In a public-choice setting, no such natural limits apply, and the individual has immensely stronger grounds for choosing to impose constitutional precommitments on the behavior of collective entities. As noted earlier in Part 2, the individual at t0 is less capable of predicting the collective response to the choice options predicted to be confronted in future periods than of predicting private, personal reactions. In the former, even if the individual predicts his own preferences accurately, there must remain uncertainty about the response patterns of others. As a general principle, rationality precepts should dictate an inverse relationship between the predictability of future-period “choices” and the desirability of constraining the set of future-period options.7

A second and related argument supports the relatively greater attractiveness of constraints on future-period choices in the collective setting. In strictly private choice, as noted earlier, the individual knows that any precommitment binds his ability to satisfy personal preferences, whatever these may be. There is a trade-off between precommitment and liberty. By contrast, in the public-choice setting, no such trade-off exists, at least in any direct sense. In voting for limits on future-period choice options open to the collectivity as a unit, the individual need not think in terms of restricting the set of personally preferred options at all. The boundaries imposed on the ranges of collective “choices” may be treated as being outside any set of potentially desired outcomes. Such boundaries may be considered applicable only to the potential collective outcomes that might be generated from the expressed preferences of persons other than the reference individual. Clearly, constitutional constraints on the collectivity’s power to act will tend to be treated quite differently than possible precommitments on private behavior.8

Let us return to the example depicted in Figure 5.1. The individual will tend to support a constitutional constraint that will increase the probability that the collectivity, when and if t1 is reached, will generate the a1 rather than the a2 outcome. With such a constraint in place, the individual might select A rather than B in t0, even in the public-choice setting. Consider, as a practical example, a collective choice between paying off and not paying off outstanding public debt. The individual may well express a preference for repayment, hence reducing future tax burdens associated with debt service, if he can be assured constitutionally or otherwise that new debt will not be issued once the old debt is retired. Failing such assurance, the individual may express preference for continued rollover of the old debt.

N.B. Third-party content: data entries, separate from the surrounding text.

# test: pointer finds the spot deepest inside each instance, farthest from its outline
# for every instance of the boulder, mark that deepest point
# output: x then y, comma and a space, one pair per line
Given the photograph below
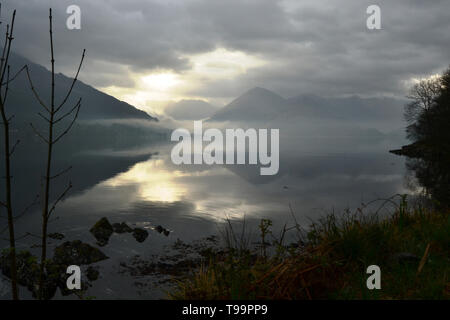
78, 253
102, 230
140, 234
121, 227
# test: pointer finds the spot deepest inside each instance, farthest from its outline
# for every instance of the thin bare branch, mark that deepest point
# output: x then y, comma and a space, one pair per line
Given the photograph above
36, 95
77, 105
73, 83
14, 147
35, 201
10, 39
38, 133
61, 173
2, 60
15, 76
7, 87
69, 127
43, 117
59, 199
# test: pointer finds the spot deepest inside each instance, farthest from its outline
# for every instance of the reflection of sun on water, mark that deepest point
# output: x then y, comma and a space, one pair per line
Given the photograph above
154, 181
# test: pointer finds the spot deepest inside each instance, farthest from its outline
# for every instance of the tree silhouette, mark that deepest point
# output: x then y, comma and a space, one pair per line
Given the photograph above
52, 114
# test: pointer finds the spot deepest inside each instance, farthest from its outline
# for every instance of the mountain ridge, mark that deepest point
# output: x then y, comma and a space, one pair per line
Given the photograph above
95, 103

Constitutional commitments or constraints become means by which members of a polity can incorporate long-term considerations into current-period decisions. In the absence of such constraints, individuals will be led, almost necessarily, to adopt a short-term perspective in politics. We shall discuss some of the practical implications of this short-term perspective in Chapter 6.

6.

Politics Without Rules, I:

Time and Nonconstrained Collective Action

[6. ]See Kenneth J. Arrow, Social Choice and Individual Values (New York: Wiley, 1951).

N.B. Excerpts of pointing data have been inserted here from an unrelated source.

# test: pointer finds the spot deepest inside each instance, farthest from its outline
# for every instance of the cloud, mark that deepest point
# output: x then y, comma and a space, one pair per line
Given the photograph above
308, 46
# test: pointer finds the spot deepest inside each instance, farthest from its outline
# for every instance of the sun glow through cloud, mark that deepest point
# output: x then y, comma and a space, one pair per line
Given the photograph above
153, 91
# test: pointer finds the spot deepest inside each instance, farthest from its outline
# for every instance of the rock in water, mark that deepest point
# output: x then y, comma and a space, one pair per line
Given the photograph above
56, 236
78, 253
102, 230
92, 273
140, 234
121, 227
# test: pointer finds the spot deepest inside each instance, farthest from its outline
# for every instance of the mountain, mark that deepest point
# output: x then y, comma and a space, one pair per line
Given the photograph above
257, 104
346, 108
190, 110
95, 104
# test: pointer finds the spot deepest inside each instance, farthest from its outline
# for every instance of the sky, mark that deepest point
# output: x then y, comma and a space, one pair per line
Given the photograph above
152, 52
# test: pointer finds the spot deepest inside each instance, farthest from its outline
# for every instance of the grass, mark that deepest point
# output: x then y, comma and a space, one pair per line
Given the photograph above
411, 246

[7. ]Ron Heiner has developed a theory of constraints based on the predicted vulnerability of actors to false interpretations of signals. The analysis is extended to behavioral rigidities in nonhuman species. See Heiner’s “Uncertainty, Rules, and Behavior: A Theory of Behavior and Evolution as the Resistance to Unreliable Complexity” (Brigham Young University, 1981, mimeographed).

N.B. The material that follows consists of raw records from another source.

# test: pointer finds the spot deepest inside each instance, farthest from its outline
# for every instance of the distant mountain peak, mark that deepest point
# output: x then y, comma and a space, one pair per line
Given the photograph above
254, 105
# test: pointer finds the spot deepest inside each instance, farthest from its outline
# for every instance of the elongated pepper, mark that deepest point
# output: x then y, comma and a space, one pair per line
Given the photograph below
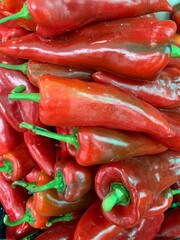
127, 195
61, 101
57, 17
104, 46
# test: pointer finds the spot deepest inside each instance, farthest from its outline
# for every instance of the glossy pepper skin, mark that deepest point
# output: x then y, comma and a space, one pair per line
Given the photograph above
57, 17
161, 171
17, 163
103, 46
9, 137
162, 91
104, 106
145, 230
47, 203
170, 228
42, 150
93, 225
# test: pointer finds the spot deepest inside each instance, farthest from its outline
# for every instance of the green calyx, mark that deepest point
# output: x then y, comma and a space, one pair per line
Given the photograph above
118, 195
7, 167
58, 182
28, 217
70, 138
23, 13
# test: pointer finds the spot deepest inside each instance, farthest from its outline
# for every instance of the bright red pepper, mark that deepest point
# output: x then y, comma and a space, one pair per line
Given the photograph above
146, 229
162, 91
130, 192
17, 163
96, 145
9, 138
60, 16
105, 106
170, 228
103, 46
93, 225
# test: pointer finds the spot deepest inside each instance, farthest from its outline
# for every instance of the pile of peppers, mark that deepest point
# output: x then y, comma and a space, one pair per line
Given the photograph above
89, 120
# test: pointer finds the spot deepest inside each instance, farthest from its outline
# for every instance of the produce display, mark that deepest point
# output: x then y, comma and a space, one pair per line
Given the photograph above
89, 120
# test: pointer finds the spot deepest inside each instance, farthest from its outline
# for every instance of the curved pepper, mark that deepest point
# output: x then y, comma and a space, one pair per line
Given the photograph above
93, 225
127, 195
95, 145
104, 106
35, 69
104, 47
162, 91
17, 163
57, 17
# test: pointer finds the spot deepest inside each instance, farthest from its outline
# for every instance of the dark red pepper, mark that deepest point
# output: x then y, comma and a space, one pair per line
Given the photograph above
59, 17
95, 145
61, 104
130, 192
17, 163
104, 46
162, 91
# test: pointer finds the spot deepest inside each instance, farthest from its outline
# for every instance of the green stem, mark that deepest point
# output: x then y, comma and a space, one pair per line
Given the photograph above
23, 13
175, 51
58, 182
28, 217
17, 94
118, 195
65, 217
175, 191
27, 185
22, 67
70, 138
7, 167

[8. ]The relationship works both ways, of course. Although, as suggested, an individual may be more willing to impose limits on the range of collective outcomes as a means of securing protection against the impositions of others, the same individual may, and for much the same reasons, be more willing to use the agency of the state as a means of imposing his will on others. The reformers who secured adoption of the constitutional prohibition on the use of alcohol in the United States did not consider themselves to be restricting their own behavior.